Participants with poor sleep quality were 85% more likely to have poor cognitive performance on the Stroop test than participants with good sleep quality, a new study found.
People in their 30s and 40s who have disrupted sleep could be at a greater risk of memory and thinking problems a decade later, according to a new study published in Neurology.1
Results of the study, which included 11 years of follow-up data from more than 500 participants, suggest increased sleep disruption was linked to an increased risk of worsening executive function among middle-aged adults from within the Coronary Artery Risk Development in Young Adults (CARDIA) cohort study.
“Among middle-aged Black and White adults, actigraphy measured high sleep fragmentation in early midlife was independently associated with worse executive function, fluency, and global cognition approximately 11 years later; a threshold seems to exist with the degree of sleep fragmentation,” the investigators wrote. “No association was found for sleep duration or self-reported sleep quality.”
Citing previous research linking sleep quality and duration to conditions such as Alzheimer disease and dementia among older adults, a team led by Yue Leng, PhD, from the University of California in San Francisco, sought to evaluate the impact of these factors among younger adults on cognition in midlife. With this in mind, investigators conducted an analysis leveraging data from the CARDIA study, which provided investigators with data from more than 500 individuals with sleep duration and quality data from their mid-30s to late 40s as well as midlife cognition assessments 11 years later.1,2
As part of the CARDIA study, participants underwent assessments of sleep duration and quality using the Pittsburgh Sleep Quality Index (PSQI) and wrist actigraphy from 2003 to 2005. More than a decade later, between 2015 and 2016, participants underwent assessments of midlife cognition using the Digit Symbol Substitution Test, Stroop test, Rey Auditory Verbal Learning Test (RAVLT), Montreal Cognitive Assessment (MOCA), and Letter Fluency and Category Fluency tests. In the current study, investigators used multivariable logistic regression to evaluate the association between sleep parameters and poor cognitive performance.
The 526 participants had a mean age of 40.1 ± 3.6 years at baseline, 58% were women, and 44% were Black. The mean sleep duration was 6.1 ± 1.1 hours and the mean sleep fragmentation index was 19.2 ± 8.1%. Of note, more than half (54.6%) of participants reported poor sleep, receiving a PSQI global score of > 5.
Participants who had shorter sleep duration or higher sleep fragmentation were significantly more likely to be male, Black, have a higher BMI, and have a history of depression or hypertension. As for a poorer, subjective sleep quality, participants were more likely to be younger, female, Black, have a lower education, a higher BMI, lower physical activity, and had a history of depression or hypertension.

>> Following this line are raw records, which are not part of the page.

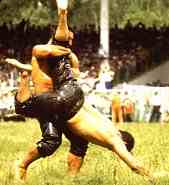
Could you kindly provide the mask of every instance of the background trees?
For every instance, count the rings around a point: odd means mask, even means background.
[[[70,24],[99,26],[100,0],[70,0]],[[124,26],[128,20],[146,26],[169,25],[168,0],[109,0],[110,26]],[[57,7],[55,0],[1,0],[0,25],[9,26],[20,23],[23,19],[32,25],[46,26],[56,24]]]

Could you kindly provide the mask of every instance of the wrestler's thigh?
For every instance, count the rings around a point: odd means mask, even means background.
[[[88,141],[112,149],[117,140],[121,142],[120,133],[114,124],[90,105],[83,108],[68,121],[68,126]]]

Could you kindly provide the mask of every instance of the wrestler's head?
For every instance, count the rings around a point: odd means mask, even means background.
[[[122,140],[124,141],[127,150],[130,152],[135,144],[134,137],[127,131],[120,130]]]
[[[65,2],[64,2],[65,1]],[[61,4],[61,2],[63,4]],[[66,5],[67,3],[67,5]],[[57,41],[60,45],[71,46],[72,40],[74,38],[73,32],[69,31],[68,24],[67,24],[67,0],[57,1],[58,4],[58,26],[54,35],[54,40]]]

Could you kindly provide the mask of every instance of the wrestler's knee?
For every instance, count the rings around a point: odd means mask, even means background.
[[[15,112],[26,117],[36,117],[36,109],[33,107],[32,98],[19,102],[15,96]]]
[[[37,143],[37,149],[42,157],[52,155],[61,145],[61,139],[50,138],[48,140],[42,139]]]
[[[83,142],[79,144],[71,144],[70,153],[78,156],[78,157],[84,157],[86,155],[86,151],[88,148],[88,142]]]

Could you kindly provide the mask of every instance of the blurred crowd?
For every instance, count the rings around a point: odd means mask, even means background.
[[[32,47],[47,43],[54,27],[37,27],[24,20],[18,25],[10,23],[0,26],[1,94],[10,97],[8,89],[15,89],[19,81],[19,71],[4,64],[4,58],[12,57],[29,63]],[[119,83],[127,83],[169,59],[169,27],[166,26],[145,27],[142,23],[132,25],[130,21],[124,28],[115,25],[110,29],[108,59],[99,52],[100,32],[94,25],[85,25],[81,29],[74,27],[72,30],[75,34],[72,49],[79,57],[81,83],[87,94],[94,89],[109,90]],[[161,86],[162,82],[148,85]]]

Participants on the highest tertile of sleep fragmentation index, compared to the lowest tertile (< 15.3), were 3 times more likely to have poor cognitive performance at midlife on the DSST (Odds ratio [OR], 3.32; 95% CI, 1.52 – 7.21) and have at least double the odds of poor cognitive performance on the Stroop (OR, 2.29; 95% CI 1.09–4.83), fluency (OR, 2.78; 95% CI, 1.37–5.64), and MOCA test (OR, 2.20; 95% CI, 1.05–4.59). A trend toward increased odds on RAVLT (OR, 1.39; 95%CI, 0.76–2.54) was also observed.
The investigators noted no differences in cognitive performance at midlife for participants in moderate sleep fragmentation index categories. Additionally, compared to participants with good sleep quality (PSQI ≤ 5), those with poor sleep quality (PSQI > 5) had 83% greater odds of having poor cognitive performance on the Stroop test (OR, 1.82; 95% CI, 1.02 – 3.26).
After adjusting for demographics, education, smoking, BMI, depression, physical activity, hypertension, and diabetes, the participants who had the highest sleep fragmentation index were double more likely to have a poor cognitive performance on the Digit Symbol Substitution Test (OR, 2.97; 95% CI, 1.34 – 6.56), Letter Fluency and Category Fluency tests (OR, 2.42; 95% CI, 1.17 – 5.02), and Montreal Cognitive Assessment (OR, 2.29 95%; CI, 1.06 – 4.94). Sex or race did not alter the association between sleep fragmentation and cognitive performance.
Some limitations in the study highlighted by investigators include the lack of polysomnography measures of sleep, only measuring sleep for 6 days—thus not enough data to compare weekday and weekend sleep—the small sample size, and only assessing participants 11 years later and therefore not assessing cognition even later in life.
“Our findings indicate that the quality rather than the quantity of sleep matters most for cognitive health in midlife and that the measures of sleep should go beyond self-report,” investigators wrote. “Future research is needed to assess the association between sleep disturbances and cognition at different stages of life and to identify whether critical life periods exist when sleep is more strongly associated with cognition.”